Vous ne m’en voudrez pas de vous adresser cette lettre mais à chaque fois que j’ai ouvert la bouche pour vous admonester devant votre conduite des plus offensantes à mon égard, vous vous êtes courageusement enfui, toutes armes flageolantes alors que vous tentiez de les arborer si fièrement quelques instants auparavant.

De votre espèce, j’en ai trop rencontré  et ce, dès mon plus jeune âge. L’apprentissage de votre existence fait désormais partie de l’éducation donnée aux plus petits. Ne vous méprenez pas, nulle flatterie dans cela, de vous évoquer, je m’en passerais bien, mais voilà, vous êtes un de ces fléaux dont on apprend à se prémunir.

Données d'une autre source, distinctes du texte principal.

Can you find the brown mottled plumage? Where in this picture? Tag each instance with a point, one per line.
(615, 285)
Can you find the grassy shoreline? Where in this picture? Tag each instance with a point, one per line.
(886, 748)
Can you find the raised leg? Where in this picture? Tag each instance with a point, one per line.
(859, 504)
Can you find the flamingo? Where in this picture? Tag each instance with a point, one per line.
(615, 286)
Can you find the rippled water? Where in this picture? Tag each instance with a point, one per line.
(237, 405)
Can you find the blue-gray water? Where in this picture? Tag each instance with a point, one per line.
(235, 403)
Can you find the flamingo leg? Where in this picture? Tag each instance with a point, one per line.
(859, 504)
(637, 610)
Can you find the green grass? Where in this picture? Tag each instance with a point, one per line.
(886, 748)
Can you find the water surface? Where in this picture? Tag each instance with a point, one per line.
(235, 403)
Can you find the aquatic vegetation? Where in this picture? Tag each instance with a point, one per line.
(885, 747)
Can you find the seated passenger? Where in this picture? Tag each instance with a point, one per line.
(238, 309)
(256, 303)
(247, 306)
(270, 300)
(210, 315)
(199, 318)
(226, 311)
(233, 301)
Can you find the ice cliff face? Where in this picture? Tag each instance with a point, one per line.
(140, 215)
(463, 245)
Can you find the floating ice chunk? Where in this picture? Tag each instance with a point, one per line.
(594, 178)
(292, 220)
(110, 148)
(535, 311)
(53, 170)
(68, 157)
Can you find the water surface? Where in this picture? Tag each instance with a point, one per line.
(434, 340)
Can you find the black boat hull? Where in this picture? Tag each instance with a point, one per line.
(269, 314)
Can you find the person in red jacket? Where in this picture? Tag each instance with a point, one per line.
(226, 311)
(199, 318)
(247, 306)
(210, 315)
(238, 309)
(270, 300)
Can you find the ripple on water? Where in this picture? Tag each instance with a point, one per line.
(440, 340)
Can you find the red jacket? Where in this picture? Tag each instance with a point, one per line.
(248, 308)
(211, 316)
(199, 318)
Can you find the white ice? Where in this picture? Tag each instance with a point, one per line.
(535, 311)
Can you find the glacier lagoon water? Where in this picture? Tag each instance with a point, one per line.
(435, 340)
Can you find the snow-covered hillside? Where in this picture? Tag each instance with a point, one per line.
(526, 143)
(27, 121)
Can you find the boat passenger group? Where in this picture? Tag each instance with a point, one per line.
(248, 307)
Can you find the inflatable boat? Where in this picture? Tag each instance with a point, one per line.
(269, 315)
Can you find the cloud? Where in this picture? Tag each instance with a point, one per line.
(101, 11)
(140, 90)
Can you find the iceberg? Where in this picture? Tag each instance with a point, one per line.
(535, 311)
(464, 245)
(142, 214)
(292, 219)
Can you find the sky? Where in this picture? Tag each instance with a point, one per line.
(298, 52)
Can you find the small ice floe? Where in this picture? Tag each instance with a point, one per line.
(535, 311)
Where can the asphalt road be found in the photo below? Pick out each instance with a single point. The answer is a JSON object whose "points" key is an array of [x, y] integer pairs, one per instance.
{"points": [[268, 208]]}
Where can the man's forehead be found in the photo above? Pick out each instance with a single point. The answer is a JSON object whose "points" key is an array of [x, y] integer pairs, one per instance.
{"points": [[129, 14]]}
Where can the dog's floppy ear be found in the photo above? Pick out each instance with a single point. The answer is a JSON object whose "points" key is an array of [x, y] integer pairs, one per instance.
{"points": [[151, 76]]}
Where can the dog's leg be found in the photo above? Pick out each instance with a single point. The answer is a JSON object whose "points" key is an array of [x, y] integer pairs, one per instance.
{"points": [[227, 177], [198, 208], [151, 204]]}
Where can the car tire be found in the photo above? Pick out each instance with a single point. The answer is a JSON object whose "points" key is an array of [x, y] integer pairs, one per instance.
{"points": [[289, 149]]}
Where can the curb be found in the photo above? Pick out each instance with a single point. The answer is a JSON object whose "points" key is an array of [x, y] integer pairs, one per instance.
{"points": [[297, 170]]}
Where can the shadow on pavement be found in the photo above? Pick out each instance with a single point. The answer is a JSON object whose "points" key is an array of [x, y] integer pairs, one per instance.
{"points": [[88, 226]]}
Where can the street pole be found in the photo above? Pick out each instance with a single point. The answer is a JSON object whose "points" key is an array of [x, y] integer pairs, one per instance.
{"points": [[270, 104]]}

Bien que sévissant en tous lieux et circonstances, force est d’avouer que souvent, vous m’avez eue par surprise. Etait-ce cet air bonhomme qui m’endormit alors que seule avec vous dans une rame, vous jugeâtes approprié de faire respirer à vos attributs l’air déjà vicié du wagon ? Par souci de coquetterie, ce jour-là, j’avais négligé de chausser mes binocles et seule une certaine régularité de mouvement me prévint que vous étiez tout à votre affaire…

Bien malgré moi, mon cœur se mit à battre violemment, le sang à rougir mes joues, mes genoux à se serrer étroitement et mes mains agrippèrent fermement le manche de mon parapluie, prête à le planter dans votre abdomen à la moindre tentative de rapprochement.

Cette situation ne présentait guère de risques pour vous, les portes s’ouvrirent trop vite et je crois bien que la frustration s’empara de vous au moment où votre main, sèche, remballa la marchandise.

Alors, vous vous enhardîtes. Qui ne risque rien n’a rien, tout effort méritant réconfort, n’est-ce pas ?

Je vous rencontrais à nouveau (ou bien un de vos jumeaux) en pleine heure de pointe, serrés les uns contre les autres. L’espace était si comprimé qu’il était bien difficile d’esquisser un seul geste.

Pas pour vous.

Libérant prestement l’animal, vous vous frottâtes sans plus de retenue. Le hasard fit que ma cuisse se trouva sur votre chemin, et, passé le premier moment d’offense, ma main, toujours en alerte, dégaina sa fidèle aiguille à coudre pour se piquer dans votre excroissance. Le cri qui vous échappa fit converger tous les regards vers vous. A vous voir, on vous aurait donné le bon Dieu sans confession…

Les hommes s’enquirent de votre bien-être, les femmes comprirent… Un élan de solidarité les unit, elles commencèrent à vous apostropher tout en me congratulant pour mon ingénieuse riposte qui ne manquait pas de piquant. Les hommes, honteux de leur méprise, vous insultèrent, vous huèrent en vous jetant dehors.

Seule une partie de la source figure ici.